We got beat 5-2 that day but were probably 4-1 down at the time. I was in possession in centre midfield, looked up and wondered what to do, looked out to my left where one ex-Dinglewell colleague said he didn't want it. So I looked out to my right where another one said he didn't either but advised that I could score from there. It was a timeless moment, like when Edward Thomas's train stopped at Adlestrop and 'no-one left and no-one came', certainly nobody from the other team came to tackle me. I perhaps gave some thought to the essay on Shakespeare I was going to do for Linden Huddleston that afternoon and then I took one of my trademark, textbook swings of that golden right leg of mine, put it over the goalie who was either off his line or watching the match on the next pitch and then I turned round and went back to line up for the restart.
That goal took hours, it seemed, but the best I scored for Spartak was pure instinct, class and very few others could have snapped it up. Corner, or cross, from the left. Busy penalty area. I'm to the right of the penalty spot. Our talented but vain, self-regarding Italian waiter of a midfielder thinks it's all his goal but it comes spinning off the outside of his right foot. I've got less than no time to re-adjust, make the shape to play a difficult ball coming to me at waist height and plant it in the back of the net and then pretend that he'd provided the chance rather than screwed it up himself and made it much harder for me.
I think we got promoted that season, having finished seventh, but teams packed up and new ones were formed and 7th was considered good enough to play at the next level. But, having been brought to Spartak by one who I displaced in the side, I had brought in other old muckers from the Dinglewell days and when we ended up with more forward players than we needed, it was me was who moved eventually through midfield, which I enjoyed enormously, to full back. I had one pre-season friendly playing in the middle of a back three, which should have been terrifying but passed off without undue alarm and so I might claim to have played in every position in competitive matches except goalkeeper but only madmen and Albert Camus do that.
In one match towards the end of my career, at the age of 17, playing right back, the manager (as mentioned from above) brought on a sub in the second half and put him upfront. Stevie had never played upfront in his life, didn't know what to do and didn't like it. He came to me and asked if I wanted to swap. Of course I did. Five minutes later, back in the old routine, edge of the box, me, back of the net. Afterwards the manager says, good goal, Dave, but what were you doing there. I said I swapped with Stevie.
Can you imagine what control freaks like Ferguson or Mourinho would do if their players had done that but our manager hadn't even noticed, or even realized that he had put two players out of position and we had corrected it for ourselves. 
But that would have been the last goal I scored. I wasn't interested enough in football to play full back when I'd been addicted to that happy drug of scoring goals. I belatedly turned my attention to A levels but it was too late, I had been squandering my weekends working in a shop on Saturdays (which was to come in very useful later), playing football on Sundays and not doing the required work on History, French or even the books on the Eng Lit courses that I didn't like.

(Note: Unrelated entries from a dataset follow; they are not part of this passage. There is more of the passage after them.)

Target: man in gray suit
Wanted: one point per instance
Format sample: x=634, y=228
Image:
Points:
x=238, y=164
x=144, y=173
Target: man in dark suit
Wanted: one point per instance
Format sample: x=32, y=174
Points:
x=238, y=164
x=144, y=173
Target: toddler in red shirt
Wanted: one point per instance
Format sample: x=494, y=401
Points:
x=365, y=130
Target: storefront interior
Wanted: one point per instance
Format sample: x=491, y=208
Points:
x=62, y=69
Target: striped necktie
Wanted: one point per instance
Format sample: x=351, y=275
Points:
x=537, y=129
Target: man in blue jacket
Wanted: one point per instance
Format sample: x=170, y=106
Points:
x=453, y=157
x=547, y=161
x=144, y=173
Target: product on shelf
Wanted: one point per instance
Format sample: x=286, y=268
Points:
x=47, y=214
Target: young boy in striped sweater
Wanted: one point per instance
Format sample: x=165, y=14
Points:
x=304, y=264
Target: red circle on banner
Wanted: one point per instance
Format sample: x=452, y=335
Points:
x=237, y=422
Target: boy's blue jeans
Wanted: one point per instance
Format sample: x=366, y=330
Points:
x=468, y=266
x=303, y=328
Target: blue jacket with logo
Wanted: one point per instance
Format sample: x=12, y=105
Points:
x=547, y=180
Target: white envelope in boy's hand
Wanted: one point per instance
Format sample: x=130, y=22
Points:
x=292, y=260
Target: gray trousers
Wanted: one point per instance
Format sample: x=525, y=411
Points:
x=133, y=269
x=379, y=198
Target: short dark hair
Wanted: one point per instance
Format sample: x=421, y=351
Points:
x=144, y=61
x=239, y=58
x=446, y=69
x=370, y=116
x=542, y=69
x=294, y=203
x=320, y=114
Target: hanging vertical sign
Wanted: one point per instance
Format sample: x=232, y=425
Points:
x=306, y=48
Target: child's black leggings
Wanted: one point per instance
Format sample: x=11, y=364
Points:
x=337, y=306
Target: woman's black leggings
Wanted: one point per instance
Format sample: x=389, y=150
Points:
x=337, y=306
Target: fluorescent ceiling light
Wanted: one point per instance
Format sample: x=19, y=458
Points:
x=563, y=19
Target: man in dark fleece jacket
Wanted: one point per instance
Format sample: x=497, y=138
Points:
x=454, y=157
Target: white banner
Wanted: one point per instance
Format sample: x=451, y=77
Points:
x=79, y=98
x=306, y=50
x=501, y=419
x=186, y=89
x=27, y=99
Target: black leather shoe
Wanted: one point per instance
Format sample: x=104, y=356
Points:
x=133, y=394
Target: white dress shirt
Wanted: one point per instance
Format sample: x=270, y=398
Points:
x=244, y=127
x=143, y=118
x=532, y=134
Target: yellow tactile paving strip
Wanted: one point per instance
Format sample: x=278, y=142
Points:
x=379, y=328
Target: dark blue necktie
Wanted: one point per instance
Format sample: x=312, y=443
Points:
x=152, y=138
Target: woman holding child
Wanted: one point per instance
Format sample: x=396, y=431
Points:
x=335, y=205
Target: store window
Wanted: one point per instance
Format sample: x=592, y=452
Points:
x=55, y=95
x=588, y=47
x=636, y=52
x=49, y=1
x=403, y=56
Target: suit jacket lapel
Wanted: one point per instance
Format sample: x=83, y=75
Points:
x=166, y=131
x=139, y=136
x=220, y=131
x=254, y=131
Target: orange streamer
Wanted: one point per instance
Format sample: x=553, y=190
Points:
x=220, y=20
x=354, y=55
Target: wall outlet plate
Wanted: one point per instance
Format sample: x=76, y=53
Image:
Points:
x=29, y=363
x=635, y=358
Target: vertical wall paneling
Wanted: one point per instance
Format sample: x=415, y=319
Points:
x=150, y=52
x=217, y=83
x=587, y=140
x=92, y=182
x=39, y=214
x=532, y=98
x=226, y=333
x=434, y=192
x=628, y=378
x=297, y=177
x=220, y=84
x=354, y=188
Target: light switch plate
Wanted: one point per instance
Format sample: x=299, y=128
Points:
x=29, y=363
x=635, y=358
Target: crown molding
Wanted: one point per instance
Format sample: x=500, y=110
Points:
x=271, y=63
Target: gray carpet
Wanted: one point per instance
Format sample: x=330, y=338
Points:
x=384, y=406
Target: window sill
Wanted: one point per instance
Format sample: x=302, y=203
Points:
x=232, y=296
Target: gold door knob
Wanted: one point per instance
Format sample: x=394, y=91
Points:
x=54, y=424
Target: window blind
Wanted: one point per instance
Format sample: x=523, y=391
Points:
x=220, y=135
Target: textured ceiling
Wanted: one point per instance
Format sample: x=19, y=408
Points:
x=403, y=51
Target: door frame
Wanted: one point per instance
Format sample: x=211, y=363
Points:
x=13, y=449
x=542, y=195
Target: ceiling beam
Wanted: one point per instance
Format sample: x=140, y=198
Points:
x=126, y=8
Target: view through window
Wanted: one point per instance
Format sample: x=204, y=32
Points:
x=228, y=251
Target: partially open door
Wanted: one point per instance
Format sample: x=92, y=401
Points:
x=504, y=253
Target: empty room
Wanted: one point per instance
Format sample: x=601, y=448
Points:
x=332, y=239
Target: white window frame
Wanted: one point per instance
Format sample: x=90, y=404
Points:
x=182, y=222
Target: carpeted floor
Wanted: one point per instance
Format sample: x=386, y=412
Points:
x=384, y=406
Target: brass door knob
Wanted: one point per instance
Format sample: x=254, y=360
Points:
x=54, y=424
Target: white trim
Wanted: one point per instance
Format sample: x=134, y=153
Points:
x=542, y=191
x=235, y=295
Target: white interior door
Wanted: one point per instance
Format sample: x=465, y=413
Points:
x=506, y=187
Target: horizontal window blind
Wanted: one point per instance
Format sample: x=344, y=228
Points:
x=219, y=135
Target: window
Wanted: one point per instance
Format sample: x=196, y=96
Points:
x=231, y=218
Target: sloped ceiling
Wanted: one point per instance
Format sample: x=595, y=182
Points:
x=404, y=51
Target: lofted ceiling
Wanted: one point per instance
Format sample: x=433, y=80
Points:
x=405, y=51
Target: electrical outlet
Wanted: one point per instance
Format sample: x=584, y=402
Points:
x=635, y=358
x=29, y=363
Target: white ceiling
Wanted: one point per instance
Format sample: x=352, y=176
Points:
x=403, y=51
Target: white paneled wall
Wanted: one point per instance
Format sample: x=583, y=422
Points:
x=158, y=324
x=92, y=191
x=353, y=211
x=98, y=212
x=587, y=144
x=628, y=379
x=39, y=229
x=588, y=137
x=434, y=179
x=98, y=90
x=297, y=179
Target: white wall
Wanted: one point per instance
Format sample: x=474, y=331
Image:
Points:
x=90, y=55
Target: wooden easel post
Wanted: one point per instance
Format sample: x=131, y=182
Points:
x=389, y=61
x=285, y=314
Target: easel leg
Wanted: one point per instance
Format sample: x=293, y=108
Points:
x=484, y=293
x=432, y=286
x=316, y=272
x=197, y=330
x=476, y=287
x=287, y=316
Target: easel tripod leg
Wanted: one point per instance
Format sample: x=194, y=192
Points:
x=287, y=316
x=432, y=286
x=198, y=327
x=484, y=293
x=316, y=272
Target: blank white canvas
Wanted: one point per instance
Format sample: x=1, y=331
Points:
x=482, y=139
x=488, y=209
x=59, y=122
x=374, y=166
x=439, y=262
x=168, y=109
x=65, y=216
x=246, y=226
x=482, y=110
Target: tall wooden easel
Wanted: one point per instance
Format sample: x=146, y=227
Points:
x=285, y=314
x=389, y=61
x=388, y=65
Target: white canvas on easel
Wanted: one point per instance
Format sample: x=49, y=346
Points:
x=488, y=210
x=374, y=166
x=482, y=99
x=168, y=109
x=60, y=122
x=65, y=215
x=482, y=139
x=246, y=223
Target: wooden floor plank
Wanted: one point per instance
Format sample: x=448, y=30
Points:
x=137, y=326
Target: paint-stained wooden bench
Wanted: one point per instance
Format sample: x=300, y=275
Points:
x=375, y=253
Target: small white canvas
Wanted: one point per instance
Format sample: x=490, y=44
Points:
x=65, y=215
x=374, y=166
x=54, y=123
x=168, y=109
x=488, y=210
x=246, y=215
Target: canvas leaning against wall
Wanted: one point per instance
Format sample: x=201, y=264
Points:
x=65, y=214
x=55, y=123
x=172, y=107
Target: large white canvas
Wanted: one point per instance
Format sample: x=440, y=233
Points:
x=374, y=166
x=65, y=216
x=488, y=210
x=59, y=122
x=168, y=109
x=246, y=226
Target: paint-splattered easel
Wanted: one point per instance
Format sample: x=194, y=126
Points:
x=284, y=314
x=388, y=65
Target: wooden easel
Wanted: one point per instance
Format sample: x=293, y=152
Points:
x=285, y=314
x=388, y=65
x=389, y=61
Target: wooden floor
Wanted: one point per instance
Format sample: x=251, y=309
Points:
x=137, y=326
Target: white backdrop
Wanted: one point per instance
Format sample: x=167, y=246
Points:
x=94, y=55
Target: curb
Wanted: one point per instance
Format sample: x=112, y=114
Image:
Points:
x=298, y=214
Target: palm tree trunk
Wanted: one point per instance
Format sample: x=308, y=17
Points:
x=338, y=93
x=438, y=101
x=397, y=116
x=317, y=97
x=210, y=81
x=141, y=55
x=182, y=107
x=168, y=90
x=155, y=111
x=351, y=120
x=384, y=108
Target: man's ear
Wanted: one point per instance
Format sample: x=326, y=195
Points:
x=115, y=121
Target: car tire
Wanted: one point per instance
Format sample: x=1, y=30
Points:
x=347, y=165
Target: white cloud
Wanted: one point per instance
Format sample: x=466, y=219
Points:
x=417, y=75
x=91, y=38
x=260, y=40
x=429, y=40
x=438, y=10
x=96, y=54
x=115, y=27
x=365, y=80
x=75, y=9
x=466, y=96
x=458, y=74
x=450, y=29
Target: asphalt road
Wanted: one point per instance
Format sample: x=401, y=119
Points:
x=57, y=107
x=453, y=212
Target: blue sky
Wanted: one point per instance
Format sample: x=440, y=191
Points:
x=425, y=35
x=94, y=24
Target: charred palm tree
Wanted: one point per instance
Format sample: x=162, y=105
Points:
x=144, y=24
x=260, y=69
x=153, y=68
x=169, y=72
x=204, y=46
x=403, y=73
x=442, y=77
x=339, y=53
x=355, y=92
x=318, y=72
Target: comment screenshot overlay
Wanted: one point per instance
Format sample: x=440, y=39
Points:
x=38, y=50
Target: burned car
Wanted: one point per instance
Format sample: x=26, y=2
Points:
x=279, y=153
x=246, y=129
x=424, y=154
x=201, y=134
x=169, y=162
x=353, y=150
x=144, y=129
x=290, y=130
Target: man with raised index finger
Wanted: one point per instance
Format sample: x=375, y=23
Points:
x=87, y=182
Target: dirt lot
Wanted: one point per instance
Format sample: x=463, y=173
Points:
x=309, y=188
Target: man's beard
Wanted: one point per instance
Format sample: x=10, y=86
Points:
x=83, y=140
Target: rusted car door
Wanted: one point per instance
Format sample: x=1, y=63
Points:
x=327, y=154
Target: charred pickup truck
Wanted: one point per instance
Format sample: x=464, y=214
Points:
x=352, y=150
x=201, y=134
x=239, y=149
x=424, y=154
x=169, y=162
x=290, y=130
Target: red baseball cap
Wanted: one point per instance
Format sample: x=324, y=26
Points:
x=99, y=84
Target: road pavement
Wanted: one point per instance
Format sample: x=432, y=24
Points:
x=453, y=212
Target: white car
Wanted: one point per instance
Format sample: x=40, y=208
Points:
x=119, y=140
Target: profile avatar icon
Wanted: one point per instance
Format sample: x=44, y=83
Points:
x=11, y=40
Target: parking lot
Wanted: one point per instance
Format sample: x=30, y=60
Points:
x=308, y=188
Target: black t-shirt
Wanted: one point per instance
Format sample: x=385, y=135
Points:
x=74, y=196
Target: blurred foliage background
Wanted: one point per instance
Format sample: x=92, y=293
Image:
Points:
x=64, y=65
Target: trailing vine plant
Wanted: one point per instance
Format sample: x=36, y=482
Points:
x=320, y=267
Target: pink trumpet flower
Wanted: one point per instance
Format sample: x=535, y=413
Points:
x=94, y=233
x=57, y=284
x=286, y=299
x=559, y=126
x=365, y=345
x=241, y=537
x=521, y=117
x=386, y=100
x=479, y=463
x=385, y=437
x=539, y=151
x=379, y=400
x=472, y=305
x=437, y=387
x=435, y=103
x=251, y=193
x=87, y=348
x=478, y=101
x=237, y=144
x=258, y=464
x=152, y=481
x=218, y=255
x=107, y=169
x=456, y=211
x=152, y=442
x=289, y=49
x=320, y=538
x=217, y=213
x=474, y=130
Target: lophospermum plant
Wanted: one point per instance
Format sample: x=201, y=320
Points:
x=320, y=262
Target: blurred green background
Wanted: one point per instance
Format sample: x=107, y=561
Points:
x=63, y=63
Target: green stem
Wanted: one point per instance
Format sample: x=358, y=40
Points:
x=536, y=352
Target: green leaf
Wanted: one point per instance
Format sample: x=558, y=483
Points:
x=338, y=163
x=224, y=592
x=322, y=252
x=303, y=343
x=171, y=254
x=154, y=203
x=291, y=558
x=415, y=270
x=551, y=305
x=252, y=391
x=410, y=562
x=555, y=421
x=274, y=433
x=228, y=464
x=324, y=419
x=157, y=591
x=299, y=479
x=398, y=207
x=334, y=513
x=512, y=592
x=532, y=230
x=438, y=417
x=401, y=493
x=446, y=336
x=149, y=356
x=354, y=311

And so I spent decades wondering, like George Best, where it all went wrong. And it was partly due to football, and partly due to work, and partly due to all the other circumstances, that although I went to what is now rated a Top Ten Grammar School and also what is now a Top Ten University (although it was more like Bottom Ten in 1978-81), that I arrived here like this, happy enough, having not really imagined any more than this and not even knowing what it should have been.
And football continues, with all its controversies and wunderkind, without me.